# Part 2.13: Supervised Learning - Gradient Boosting Classifier

The Gradient Boosting Classifier is another powerful ensemble method that builds models sequentially. Each new model (a weak learner, typically a small decision tree) is trained to correct the errors of the one before it. This sequential, error-correcting process makes it one of the highest-performing out-of-the-box algorithms.

In [1]:
from sklearn.ensemble import GradientBoostingClassifier
from sklearn.datasets import make_classification
from sklearn.model_selection import train_test_split

# Generate a dataset
X, y = make_classification(n_samples=1000, n_features=10, n_informative=5, n_redundant=0, random_state=42)

X_train, X_test, y_train, y_test = train_test_split(X, y, test_size=0.2, random_state=42)

### Training a Gradient Boosting Classifier

In [2]:
# n_estimators: The number of boosting stages (trees) to perform.
# learning_rate: Shrinks the contribution of each tree.
# max_depth: Limits the number of nodes in the tree.
gb_clf = GradientBoostingClassifier(n_estimators=100, learning_rate=0.1, max_depth=3, random_state=42)
gb_clf.fit(X_train, y_train)

print(f"Accuracy on test set: {gb_clf.score(X_test, y_test):.4f}")
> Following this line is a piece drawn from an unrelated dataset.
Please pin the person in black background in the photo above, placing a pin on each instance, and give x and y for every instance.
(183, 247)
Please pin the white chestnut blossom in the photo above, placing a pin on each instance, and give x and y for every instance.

Accuracy on test set: 0.9000


### Early Stopping
A useful technique to prevent overfitting is **early stopping**. We can monitor the model's performance on a validation set and stop training when the performance stops improving. Scikit-learn's implementation uses `n_iter_no_change` to achieve this.

In [3]:
gb_clf_early_stop = GradientBoostingClassifier(
    n_estimators=500, # Set a high number of estimators
    learning_rate=0.1, 
    max_depth=3, 
    random_state=42, 
    validation_fraction=0.1, # Fraction of training data to set aside as validation
    n_iter_no_change=10, # Stop if validation score doesn't improve for 10 iterations
    tol=0.01
)
gb_clf_early_stop.fit(X_train, y_train)

print(f"Number of estimators used after early stopping: {gb_clf_early_stop.n_estimators_}")
print(f"Accuracy with early stopping: {gb_clf_early_stop.score(X_test, y_test):.4f}")

Number of estimators used after early stopping: 89
Accuracy with early stopping: 0.9150


### Advanced Gradient Boosting Libraries
For top performance, consider these specialized libraries:
- **XGBoost**: The library that popularized gradient boosting for competitions.
- **LightGBM**: A very fast and efficient implementation.
- **CatBoost**: Excellent at handling categorical features automatically.